Phase II Study of Tazemetostat in Solid Tumors Harboring an ARID1A Mutation

Study Description

Brief Summary

The FDA approved targeted agent tazemetostat inhibits EZH2 and induces durable tumor responses in patients with B-cell non-Hodgkin's lymphoma and epithelioid sarcomas. Responses have also been demonstrated in INI1 and SMARCA4 negative solid tumors patients. Since EZH2 plays a critical role in driving the biology of ARID1A mutated malignancies, we hypothesize that inhibition of EZH2 with tazemetostat will lead to significant clinical benefit in ARID1A mutated malignancies.

Detailed Description

AT rich interacting domain containing protein 1A (ARID1A) is a tumor suppressor gene frequently mutated in solid tumor malignancies, often loss of function mutations (frameshift or non-sense). ARID1A encodes a large nuclear protein BAF250a, a vital component of the Switch/Sucrose Non-Fermentable (SWI/SNF) chromatin remodeling complex, which participates in several nuclear activities including transcription, DNA synthesis and DNA damage repair. ARID1A alterations are particularly prevalent in ovarian clear cell carcinoma (46-50%), ovarian and uterine endometrioid carcinomas (24-44%), and cholangiocarcinoma (27%); reported in up to 27% of gastric carcinoma, esophageal adenocarcinoma, Waldenstrom macroglobulinemia, pediatric Burkitt lymphoma, hepatocellular carcinoma, urothelial carcinoma, 12% of colorectal carcinoma (CRC) , 15% of invasive ductal carcinoma of breast, and 7.5% of NSCLC, as a sample representation reported in the COSMIC database.

ARID1A plays a key role in regulating cell cycle and DNA damage repair, through its critical role in chromatin regulation.

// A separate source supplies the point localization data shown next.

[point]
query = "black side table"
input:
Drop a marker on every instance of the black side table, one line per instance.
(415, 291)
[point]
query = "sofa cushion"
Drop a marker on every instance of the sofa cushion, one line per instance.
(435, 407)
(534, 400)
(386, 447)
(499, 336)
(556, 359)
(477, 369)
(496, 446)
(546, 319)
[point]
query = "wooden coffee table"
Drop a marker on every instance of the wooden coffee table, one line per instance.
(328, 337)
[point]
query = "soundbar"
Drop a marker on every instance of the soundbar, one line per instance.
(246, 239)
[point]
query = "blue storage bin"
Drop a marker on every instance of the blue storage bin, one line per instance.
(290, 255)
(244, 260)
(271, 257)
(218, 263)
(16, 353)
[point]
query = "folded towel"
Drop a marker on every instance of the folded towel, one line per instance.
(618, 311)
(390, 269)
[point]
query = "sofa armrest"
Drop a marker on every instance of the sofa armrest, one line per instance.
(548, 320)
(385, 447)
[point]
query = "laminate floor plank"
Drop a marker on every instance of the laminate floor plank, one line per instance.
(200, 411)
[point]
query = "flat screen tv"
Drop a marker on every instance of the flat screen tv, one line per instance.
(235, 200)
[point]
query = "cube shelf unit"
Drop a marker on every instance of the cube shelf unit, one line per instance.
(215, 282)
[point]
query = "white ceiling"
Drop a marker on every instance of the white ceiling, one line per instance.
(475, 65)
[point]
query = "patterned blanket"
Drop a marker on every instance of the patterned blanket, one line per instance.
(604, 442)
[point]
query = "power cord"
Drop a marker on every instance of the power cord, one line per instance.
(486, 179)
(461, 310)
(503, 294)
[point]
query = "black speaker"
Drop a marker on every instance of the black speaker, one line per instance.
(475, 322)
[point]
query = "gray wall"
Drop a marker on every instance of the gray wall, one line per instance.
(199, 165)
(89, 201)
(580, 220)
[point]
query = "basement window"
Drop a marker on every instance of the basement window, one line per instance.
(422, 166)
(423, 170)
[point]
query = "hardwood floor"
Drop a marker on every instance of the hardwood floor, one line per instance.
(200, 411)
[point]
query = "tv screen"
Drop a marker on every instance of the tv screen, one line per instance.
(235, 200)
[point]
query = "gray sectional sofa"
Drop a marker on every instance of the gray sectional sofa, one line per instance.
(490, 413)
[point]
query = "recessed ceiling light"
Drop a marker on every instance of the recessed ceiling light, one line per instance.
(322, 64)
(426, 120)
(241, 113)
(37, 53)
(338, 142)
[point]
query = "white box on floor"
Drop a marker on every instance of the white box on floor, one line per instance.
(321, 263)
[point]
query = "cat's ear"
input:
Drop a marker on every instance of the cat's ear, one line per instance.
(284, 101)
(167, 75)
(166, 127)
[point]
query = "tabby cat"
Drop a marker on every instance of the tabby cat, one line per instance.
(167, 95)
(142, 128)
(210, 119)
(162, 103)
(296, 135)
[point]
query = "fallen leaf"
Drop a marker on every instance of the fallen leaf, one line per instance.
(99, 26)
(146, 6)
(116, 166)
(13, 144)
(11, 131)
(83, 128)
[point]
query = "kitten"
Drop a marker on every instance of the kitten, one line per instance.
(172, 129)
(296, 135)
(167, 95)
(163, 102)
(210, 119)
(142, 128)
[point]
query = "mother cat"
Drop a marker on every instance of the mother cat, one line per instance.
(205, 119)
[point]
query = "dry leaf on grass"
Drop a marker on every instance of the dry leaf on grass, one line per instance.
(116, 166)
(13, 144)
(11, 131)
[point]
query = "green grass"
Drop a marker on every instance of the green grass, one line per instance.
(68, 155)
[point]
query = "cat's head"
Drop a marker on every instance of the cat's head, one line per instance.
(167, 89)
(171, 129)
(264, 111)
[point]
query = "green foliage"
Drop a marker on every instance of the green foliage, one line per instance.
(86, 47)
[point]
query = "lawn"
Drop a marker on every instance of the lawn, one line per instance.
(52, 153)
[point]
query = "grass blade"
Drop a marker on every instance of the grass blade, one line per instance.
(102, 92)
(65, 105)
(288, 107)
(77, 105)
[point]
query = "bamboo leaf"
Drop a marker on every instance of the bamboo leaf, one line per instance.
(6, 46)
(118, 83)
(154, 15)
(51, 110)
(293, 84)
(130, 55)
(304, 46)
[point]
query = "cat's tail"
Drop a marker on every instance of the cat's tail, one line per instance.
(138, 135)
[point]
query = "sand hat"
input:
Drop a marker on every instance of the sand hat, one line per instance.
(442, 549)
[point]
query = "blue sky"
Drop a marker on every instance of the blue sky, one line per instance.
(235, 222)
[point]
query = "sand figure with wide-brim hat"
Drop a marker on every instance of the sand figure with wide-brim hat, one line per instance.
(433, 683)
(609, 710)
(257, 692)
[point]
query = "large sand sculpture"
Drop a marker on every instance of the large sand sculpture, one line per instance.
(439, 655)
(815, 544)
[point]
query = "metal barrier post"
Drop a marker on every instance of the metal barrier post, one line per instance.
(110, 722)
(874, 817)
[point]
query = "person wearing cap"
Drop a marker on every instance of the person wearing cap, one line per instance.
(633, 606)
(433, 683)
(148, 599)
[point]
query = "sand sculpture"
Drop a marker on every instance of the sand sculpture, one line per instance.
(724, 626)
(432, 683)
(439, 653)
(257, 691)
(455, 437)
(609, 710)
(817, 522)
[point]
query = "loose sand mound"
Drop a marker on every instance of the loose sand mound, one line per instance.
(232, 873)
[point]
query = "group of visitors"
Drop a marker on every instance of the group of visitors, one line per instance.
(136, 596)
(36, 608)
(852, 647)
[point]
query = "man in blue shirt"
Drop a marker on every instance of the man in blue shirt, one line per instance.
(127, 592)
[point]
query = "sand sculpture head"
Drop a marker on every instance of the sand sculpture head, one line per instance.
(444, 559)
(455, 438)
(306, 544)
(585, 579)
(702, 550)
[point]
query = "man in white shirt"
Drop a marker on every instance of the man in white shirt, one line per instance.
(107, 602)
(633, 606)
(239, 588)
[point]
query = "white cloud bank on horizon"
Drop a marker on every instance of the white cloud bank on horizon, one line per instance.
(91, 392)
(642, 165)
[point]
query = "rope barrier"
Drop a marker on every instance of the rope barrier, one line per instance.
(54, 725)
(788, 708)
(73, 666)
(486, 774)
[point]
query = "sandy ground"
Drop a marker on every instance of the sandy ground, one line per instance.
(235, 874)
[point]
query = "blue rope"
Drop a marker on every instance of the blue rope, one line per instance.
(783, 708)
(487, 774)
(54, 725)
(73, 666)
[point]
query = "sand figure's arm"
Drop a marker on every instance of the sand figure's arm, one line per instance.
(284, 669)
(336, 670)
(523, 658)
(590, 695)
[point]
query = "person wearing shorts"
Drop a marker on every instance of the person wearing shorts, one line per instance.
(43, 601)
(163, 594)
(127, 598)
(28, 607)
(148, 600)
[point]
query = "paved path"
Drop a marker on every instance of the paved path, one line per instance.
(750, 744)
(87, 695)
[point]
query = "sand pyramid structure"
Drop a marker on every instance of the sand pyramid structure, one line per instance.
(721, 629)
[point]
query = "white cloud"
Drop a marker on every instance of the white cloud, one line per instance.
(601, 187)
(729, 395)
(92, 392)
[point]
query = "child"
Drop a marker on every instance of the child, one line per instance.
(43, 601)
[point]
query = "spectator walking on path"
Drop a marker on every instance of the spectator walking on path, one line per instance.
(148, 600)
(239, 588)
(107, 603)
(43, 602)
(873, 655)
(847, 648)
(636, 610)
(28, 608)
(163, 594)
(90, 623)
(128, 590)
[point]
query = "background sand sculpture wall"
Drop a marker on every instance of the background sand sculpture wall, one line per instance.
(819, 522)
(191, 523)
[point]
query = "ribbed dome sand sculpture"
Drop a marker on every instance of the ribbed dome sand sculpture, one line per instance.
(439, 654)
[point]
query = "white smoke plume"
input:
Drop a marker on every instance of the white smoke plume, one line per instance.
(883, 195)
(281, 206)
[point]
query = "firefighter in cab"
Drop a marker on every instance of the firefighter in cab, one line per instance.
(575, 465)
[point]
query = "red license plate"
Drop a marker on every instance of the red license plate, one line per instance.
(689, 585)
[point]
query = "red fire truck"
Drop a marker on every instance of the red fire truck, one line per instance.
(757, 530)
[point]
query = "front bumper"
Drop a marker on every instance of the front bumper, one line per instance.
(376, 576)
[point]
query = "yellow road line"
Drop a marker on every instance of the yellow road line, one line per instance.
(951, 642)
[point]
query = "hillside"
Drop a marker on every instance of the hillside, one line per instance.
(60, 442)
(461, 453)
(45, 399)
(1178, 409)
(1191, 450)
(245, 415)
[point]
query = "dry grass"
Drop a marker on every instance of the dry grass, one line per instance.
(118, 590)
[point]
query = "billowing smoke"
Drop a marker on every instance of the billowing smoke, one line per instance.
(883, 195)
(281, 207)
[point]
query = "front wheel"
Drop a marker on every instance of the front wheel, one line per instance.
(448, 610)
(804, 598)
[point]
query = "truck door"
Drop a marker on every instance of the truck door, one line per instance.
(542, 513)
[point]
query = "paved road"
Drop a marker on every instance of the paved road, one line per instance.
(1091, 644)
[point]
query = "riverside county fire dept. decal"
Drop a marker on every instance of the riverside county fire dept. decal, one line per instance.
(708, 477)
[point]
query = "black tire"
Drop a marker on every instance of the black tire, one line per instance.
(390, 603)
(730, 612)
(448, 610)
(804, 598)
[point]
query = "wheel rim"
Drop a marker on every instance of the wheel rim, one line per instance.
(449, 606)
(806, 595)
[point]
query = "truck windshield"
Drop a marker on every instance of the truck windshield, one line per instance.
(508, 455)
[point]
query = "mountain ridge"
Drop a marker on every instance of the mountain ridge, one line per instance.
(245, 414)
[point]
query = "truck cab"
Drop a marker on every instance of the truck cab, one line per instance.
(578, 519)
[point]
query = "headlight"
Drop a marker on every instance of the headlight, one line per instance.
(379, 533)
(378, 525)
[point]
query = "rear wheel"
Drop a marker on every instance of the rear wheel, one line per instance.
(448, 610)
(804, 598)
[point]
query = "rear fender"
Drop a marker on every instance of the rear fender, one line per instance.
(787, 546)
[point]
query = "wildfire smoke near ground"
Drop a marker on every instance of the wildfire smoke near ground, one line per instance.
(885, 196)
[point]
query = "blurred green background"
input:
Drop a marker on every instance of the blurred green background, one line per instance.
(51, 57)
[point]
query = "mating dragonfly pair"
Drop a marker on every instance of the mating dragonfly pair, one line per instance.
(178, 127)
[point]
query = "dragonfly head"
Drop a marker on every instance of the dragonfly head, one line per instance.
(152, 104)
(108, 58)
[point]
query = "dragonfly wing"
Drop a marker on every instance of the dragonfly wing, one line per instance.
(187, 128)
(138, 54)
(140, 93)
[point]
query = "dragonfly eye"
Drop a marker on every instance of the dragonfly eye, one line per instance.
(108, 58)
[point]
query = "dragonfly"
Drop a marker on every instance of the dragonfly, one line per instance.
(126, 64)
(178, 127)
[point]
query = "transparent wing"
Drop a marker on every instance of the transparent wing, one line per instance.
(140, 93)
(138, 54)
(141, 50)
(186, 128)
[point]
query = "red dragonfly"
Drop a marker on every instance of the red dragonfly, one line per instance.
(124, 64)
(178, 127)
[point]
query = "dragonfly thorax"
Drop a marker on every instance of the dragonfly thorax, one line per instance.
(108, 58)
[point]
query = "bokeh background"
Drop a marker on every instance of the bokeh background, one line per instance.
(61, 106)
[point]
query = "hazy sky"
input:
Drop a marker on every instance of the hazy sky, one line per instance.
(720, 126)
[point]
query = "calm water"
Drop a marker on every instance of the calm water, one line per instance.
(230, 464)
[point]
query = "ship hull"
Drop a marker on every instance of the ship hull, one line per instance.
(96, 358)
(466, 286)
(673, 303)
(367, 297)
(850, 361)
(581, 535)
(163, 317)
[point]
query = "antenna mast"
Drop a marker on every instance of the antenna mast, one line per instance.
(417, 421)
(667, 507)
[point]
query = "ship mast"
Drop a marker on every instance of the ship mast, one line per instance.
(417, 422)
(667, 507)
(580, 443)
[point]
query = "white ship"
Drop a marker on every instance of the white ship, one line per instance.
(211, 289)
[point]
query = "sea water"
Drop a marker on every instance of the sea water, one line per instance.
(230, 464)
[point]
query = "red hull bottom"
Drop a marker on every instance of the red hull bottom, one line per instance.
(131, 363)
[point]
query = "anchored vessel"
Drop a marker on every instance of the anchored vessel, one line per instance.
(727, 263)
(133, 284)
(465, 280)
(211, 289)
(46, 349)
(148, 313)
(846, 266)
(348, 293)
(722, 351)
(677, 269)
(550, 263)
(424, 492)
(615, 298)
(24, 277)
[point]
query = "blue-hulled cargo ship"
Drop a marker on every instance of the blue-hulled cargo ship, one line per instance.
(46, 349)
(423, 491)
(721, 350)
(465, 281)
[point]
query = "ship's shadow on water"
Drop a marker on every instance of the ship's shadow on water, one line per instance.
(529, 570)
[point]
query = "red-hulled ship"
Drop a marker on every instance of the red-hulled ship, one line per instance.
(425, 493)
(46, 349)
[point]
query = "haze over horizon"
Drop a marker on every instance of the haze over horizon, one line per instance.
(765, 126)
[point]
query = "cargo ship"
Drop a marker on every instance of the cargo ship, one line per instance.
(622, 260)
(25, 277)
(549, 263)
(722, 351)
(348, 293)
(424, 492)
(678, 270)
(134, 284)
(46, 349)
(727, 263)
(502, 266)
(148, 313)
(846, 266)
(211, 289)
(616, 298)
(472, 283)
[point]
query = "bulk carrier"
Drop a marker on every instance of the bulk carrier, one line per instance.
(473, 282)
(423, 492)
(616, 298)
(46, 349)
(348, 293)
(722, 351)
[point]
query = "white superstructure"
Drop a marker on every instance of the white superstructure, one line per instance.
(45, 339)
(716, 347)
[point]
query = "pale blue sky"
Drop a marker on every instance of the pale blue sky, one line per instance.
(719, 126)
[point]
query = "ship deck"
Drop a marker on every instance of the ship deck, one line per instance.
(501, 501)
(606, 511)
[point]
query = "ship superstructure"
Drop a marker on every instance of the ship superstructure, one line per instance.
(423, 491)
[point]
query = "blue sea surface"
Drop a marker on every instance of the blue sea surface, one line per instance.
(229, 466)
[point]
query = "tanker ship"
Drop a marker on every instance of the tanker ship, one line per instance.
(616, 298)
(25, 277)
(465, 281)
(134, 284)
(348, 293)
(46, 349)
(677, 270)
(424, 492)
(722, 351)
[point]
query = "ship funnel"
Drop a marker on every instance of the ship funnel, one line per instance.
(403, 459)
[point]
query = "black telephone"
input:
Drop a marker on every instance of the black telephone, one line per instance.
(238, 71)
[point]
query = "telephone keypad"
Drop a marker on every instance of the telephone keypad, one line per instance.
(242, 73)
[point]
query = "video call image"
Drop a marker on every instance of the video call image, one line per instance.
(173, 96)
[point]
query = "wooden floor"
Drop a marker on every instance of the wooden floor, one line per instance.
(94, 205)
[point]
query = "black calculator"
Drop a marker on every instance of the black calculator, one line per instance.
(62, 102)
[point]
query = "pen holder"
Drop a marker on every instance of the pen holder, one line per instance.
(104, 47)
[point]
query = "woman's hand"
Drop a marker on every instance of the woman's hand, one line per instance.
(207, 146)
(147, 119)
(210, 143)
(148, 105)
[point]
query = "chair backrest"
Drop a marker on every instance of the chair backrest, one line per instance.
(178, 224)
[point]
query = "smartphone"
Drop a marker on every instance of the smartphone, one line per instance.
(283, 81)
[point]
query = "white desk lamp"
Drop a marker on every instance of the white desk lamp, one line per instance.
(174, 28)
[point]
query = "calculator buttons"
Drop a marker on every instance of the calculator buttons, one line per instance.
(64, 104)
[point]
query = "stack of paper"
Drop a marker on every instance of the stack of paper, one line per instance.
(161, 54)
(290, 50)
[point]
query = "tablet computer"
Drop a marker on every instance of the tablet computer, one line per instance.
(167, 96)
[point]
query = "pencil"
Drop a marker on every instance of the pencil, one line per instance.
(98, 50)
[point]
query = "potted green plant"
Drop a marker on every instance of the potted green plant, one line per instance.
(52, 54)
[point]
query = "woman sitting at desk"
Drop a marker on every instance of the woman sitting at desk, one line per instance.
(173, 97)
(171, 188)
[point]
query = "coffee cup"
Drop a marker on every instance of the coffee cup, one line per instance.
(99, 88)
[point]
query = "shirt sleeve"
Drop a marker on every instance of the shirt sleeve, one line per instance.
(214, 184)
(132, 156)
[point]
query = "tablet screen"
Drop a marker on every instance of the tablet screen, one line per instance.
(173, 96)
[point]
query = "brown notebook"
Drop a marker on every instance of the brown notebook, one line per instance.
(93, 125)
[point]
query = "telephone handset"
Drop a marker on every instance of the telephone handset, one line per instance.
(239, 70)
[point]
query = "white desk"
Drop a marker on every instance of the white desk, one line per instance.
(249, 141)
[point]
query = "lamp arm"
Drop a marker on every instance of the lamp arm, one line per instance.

Loss of function of ARID1A leads to dysregulation of many gene pathways, supporting its role as a tumor suppressor gene. Loss of ARID1A mediates fulvestrant resistance, demonstrated in multiple elegant studies involving ER+ breast cancer lines, related to therapeutic pressure and selection [1]. Sporadic deletion of ARID1A in mice leads to de novo invasive colon adenocarcinoma. Loss of ARID1A leads to deregulation of the MEK/ERK pathway, critical in kras mutated CRC. ARID1A loss is associated with microsatellite instability in ovarian and endometrial endometrioid adenocarcinomas and gastric cancer. Preclinical data demonstrates enhanced clinical activity of check point inhibitors in ARID1A mutated tumors.

EZH2, enhancer of zeste homologue 2, the enzymatically active core of PRC2 (polycomb repression complex 2/3) plays a key role in tumorigenesis. Over-expression in tumor cells leads to histone hypermethylation, tumor proliferation, cell cycle dysregulation, metastases and angiogenesis.

Tazemetostat is an FDA approved selective small molecule inhibitor of the histone lysine methyltransferase enhancer of zeste homolog 2 (EZH2). Posttranslational modifications of core histone proteins of chromatin play an important role in controlling the fidelity of gene transcription patterns in cells. Paramount among these transcription-controlling modifications is methylation events at lysine and arginine residues, catalyzed by histone methyltransferases (HMTs). Genetic alterations in a number of HMTs have been identified in human cancers where they are purported to play a causal role in malignancies. Tazemetostat has been shown to produce durable tumor responses in patients with B-cell non-Hodgkin's lymphoma and epithelioid sarcomas. Responses have also been demonstrated in INI1 and SMARCA4 negative solid tumors patients.

Hypothesis: EZH2 plays a critical role in driving the biology of ARID1A mutated malignancies. Inhibition of EZH2 with tazemetostat will lead to significant clinical benefit in ARID1A mutated malignancies.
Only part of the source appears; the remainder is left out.